On Mon, Oct 24, 2011 at 02:40:13PM +0200, Gerd Stolpmann wrote:
> Am Montag, den 24.10.2011, 13:50 +0200 schrieb Diego Olivier Fernandez
> Pons:
> > Caml-list,
> >
> >
> > Xavier Leroy wrote
> > > Compiling to bytecode is probably overkill.
> >
> >
> >
> > I think that writing my own bytecode interpreter is looking for
> > trouble. Same for compiling to an existing bytecode.
> >
> >
> > The language being a kind of SQL, most of the work is to properly
> > execute the comprehensions (= queries).
> >
> >
> > For instance
> >
> >
> > range numbers = 0 .. 100;
> > {int} sqrtLessThan [k in numbers] = { x | x in numbers : x * x
> > <= k };
> >
> >
> > There are smarter ways to implement this than a double loop
> >
> >
> > I was rather thinking of translating on-the-fly into Caml code and
> > letting Caml do the job. Is that technically possible (rewriting a
> > toplevel ? a CamlP4 grammar ?). If so guess I would have to license
> > the Caml compiler from the INRIA.
>
> I don't think you need that, because you can load compiled OCaml code
> dynamically (look into the Dynlink library).
[...]
Maybe you both talk about different things...
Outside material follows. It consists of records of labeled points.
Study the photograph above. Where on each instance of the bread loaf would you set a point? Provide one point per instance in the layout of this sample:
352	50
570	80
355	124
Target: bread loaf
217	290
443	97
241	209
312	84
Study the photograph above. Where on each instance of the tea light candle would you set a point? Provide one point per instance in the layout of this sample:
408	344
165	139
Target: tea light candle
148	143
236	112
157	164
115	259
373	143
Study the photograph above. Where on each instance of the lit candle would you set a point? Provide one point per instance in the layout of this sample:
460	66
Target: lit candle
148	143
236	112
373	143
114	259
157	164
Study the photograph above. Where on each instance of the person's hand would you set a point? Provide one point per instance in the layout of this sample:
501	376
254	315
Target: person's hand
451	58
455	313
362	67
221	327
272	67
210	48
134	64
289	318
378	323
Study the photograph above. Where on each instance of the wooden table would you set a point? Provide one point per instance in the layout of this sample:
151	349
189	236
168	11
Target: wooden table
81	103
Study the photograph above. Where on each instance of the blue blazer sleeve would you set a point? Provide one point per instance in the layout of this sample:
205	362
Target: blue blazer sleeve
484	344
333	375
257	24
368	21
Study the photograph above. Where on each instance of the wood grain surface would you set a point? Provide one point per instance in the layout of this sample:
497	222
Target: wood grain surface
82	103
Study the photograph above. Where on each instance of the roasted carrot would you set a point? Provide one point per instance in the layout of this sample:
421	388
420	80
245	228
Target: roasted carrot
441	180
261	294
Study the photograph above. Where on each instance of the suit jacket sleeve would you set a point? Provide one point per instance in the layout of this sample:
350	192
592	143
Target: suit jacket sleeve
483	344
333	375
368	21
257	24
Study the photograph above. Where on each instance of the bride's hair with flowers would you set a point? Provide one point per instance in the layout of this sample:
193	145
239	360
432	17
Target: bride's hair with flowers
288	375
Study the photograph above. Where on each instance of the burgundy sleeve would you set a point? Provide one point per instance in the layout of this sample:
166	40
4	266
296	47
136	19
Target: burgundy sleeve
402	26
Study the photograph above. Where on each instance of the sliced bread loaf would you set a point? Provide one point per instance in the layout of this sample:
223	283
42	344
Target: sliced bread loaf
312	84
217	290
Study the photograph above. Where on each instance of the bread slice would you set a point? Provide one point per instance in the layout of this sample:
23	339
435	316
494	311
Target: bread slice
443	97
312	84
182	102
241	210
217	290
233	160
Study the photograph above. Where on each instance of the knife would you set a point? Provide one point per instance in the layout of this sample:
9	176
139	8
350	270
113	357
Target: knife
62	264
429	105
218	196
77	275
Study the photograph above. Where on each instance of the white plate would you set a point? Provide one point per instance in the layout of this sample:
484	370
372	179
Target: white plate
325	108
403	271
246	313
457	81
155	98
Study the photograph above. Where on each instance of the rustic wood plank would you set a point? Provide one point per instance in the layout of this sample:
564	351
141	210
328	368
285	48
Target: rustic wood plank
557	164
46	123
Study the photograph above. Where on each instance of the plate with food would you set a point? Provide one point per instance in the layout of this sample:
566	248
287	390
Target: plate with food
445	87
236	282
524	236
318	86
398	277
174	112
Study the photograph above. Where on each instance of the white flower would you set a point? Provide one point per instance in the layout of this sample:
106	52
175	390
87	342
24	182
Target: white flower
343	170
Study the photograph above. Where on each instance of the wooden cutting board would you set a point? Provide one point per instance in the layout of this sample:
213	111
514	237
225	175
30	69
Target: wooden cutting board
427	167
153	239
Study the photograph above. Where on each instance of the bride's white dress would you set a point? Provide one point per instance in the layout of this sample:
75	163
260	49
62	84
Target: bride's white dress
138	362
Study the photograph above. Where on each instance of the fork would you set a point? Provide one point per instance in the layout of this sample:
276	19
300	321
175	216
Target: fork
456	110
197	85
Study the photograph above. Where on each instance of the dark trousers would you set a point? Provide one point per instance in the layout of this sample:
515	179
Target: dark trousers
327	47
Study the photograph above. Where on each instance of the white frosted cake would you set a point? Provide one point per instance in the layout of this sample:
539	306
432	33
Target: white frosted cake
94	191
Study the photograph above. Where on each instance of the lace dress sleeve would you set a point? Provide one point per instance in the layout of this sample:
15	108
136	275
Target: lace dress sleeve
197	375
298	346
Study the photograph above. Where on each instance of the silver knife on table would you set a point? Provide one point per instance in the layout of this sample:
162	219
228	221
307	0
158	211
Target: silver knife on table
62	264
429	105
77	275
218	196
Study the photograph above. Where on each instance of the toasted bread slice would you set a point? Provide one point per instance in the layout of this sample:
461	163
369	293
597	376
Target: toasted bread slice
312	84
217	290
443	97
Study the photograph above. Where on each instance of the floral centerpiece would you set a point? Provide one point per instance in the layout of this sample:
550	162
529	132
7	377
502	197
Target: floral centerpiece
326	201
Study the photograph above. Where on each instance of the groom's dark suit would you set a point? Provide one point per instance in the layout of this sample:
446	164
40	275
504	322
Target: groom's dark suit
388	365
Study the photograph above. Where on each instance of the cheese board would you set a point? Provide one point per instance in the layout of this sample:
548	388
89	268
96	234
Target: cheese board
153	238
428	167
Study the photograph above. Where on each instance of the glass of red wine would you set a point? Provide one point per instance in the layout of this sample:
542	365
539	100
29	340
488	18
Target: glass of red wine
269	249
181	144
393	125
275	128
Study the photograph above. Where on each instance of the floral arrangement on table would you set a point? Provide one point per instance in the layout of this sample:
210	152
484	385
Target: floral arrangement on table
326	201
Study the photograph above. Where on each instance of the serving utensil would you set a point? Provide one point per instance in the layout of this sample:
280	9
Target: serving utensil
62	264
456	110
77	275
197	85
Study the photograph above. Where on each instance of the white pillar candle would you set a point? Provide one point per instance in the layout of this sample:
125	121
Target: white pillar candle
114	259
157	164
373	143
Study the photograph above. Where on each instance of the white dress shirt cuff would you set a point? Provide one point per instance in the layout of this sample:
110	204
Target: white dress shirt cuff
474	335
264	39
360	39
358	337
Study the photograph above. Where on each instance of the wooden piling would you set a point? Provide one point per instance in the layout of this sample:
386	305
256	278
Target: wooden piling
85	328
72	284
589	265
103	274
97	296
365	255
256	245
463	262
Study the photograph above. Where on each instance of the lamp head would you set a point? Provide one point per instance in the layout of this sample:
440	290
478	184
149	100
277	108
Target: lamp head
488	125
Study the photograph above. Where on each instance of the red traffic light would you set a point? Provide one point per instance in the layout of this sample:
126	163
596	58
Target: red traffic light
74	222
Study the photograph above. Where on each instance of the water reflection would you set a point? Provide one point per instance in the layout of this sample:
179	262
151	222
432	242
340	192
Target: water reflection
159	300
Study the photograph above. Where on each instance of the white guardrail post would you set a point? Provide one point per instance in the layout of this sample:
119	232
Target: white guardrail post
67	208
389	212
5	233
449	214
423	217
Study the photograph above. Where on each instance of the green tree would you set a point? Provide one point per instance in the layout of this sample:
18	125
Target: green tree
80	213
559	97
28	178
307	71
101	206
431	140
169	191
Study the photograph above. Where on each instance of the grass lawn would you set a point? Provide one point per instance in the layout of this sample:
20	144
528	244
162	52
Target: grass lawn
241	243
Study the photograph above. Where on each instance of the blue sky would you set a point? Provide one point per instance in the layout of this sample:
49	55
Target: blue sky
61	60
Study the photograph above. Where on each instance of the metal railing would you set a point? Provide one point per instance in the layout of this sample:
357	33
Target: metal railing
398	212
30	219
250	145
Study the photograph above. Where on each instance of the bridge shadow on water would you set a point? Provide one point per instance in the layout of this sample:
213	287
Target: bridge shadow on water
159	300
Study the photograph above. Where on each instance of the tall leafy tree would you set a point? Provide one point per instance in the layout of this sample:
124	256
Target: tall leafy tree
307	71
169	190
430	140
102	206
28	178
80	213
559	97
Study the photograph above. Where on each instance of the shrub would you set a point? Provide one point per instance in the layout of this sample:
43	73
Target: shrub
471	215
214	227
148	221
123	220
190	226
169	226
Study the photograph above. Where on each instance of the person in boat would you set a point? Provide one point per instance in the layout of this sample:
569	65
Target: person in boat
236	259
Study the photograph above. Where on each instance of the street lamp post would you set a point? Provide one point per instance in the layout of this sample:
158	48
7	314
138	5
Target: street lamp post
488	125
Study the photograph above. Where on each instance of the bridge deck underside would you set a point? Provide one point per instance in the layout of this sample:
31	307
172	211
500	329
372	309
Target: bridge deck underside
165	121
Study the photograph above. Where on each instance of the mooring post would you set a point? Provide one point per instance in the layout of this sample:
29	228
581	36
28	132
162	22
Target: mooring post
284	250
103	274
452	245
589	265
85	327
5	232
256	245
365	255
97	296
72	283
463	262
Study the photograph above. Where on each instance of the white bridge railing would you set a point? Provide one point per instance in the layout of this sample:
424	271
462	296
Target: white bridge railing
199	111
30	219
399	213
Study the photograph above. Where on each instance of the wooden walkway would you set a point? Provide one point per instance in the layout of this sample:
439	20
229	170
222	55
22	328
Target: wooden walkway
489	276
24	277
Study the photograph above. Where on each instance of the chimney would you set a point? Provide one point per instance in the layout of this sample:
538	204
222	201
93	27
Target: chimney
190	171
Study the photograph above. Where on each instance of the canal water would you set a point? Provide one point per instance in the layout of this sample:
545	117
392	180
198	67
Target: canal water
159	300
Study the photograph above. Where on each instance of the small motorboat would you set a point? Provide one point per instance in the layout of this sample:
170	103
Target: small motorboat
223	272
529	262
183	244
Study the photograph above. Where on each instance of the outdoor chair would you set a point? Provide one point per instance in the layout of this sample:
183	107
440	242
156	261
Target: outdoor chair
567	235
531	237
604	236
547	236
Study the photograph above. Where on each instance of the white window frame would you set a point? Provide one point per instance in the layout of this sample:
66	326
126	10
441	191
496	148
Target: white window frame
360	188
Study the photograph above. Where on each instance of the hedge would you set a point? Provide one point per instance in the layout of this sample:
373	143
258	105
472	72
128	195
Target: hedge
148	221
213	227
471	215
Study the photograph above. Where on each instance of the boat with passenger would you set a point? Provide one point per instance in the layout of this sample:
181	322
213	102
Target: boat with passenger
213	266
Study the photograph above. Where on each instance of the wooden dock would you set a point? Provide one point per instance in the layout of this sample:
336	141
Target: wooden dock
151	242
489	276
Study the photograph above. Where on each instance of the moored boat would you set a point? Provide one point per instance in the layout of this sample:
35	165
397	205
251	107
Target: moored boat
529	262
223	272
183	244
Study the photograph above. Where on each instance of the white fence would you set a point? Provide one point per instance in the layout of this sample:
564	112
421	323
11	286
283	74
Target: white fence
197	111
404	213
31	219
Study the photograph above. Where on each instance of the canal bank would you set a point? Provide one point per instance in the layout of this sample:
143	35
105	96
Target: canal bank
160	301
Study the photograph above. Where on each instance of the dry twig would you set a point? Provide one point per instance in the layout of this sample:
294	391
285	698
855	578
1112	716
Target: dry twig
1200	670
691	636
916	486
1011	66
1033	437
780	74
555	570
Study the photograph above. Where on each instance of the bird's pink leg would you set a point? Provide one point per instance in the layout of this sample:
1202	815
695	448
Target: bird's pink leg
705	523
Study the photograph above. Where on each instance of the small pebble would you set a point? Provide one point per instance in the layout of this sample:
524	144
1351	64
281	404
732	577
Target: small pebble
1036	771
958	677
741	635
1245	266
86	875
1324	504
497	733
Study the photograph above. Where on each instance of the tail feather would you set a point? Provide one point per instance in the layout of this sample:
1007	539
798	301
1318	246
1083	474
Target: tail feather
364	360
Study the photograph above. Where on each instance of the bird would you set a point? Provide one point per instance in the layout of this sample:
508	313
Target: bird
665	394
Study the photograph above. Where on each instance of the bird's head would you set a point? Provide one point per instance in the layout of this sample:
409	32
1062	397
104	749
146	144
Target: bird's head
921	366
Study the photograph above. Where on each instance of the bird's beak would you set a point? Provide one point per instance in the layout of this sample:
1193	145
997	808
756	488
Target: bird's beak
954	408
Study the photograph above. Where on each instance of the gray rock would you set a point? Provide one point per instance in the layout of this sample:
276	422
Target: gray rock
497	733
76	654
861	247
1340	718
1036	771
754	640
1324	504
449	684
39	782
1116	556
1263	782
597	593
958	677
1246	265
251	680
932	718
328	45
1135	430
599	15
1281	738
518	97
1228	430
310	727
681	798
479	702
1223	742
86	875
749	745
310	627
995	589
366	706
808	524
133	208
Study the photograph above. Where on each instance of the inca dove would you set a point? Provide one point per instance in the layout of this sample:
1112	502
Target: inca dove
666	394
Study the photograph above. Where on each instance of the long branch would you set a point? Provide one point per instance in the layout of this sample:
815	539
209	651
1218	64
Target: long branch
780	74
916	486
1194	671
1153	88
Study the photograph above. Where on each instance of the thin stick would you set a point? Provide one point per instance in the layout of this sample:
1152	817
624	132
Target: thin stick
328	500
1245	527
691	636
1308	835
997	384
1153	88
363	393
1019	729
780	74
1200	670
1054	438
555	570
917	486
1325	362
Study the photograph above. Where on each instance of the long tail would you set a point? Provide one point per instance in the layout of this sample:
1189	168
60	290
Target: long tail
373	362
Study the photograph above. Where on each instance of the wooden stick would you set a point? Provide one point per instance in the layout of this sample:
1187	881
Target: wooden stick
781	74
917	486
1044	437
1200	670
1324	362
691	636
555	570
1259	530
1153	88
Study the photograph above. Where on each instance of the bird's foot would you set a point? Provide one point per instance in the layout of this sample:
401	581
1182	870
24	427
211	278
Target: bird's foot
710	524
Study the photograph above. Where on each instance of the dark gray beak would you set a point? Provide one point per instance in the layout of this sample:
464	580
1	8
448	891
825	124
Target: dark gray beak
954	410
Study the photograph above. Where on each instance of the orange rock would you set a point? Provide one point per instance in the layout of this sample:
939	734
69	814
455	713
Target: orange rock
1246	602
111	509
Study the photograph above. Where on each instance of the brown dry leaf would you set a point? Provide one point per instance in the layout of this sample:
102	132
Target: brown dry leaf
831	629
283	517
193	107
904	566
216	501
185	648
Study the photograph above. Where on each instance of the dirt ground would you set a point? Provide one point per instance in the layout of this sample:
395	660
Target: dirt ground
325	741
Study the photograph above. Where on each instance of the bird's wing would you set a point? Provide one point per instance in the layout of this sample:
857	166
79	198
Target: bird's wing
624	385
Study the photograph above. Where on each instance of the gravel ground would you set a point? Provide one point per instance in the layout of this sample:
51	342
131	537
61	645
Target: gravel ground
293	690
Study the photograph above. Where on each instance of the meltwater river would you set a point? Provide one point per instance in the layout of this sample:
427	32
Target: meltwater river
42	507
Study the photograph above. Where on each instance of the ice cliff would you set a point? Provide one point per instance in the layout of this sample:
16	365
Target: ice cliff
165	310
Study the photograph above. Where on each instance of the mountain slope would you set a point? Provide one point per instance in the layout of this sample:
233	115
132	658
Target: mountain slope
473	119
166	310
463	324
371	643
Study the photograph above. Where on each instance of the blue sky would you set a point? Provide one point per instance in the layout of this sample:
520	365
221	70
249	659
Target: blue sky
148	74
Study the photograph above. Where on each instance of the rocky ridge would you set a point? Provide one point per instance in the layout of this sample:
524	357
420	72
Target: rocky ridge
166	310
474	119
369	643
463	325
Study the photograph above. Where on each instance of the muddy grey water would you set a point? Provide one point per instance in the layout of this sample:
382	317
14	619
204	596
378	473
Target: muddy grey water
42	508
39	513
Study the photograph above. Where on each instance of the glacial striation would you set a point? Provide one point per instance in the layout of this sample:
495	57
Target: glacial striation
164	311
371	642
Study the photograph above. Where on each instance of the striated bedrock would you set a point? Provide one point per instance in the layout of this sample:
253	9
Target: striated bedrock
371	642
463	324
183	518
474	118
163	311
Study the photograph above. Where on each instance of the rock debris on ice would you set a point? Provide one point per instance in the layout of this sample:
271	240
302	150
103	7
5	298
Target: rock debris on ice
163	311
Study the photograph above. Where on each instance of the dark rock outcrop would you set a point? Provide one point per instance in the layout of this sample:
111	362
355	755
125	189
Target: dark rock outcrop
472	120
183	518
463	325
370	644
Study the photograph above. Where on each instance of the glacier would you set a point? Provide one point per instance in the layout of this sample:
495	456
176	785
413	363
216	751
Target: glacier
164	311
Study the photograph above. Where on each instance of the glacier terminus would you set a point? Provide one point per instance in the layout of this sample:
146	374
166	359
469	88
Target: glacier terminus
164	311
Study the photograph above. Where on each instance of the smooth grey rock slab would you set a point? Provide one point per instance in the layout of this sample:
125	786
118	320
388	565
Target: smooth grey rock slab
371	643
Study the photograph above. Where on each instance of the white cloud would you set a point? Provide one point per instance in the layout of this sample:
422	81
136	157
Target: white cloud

What you seem to talk about is not interpreter but compiler stuff,
and later bind it together?!
I would assume, with "translating on-the-fly into Caml code"
is something meant that could be done via partial application.
Parsing the language that you implement, and create partial
applicated functions of OCaml-code that do the work.
This can be done straight forward and nearly "ad hoc".
It's an easy way to go. Yo can create such partial applicated functions
while prsing or from an AST that you construct in parsing stage.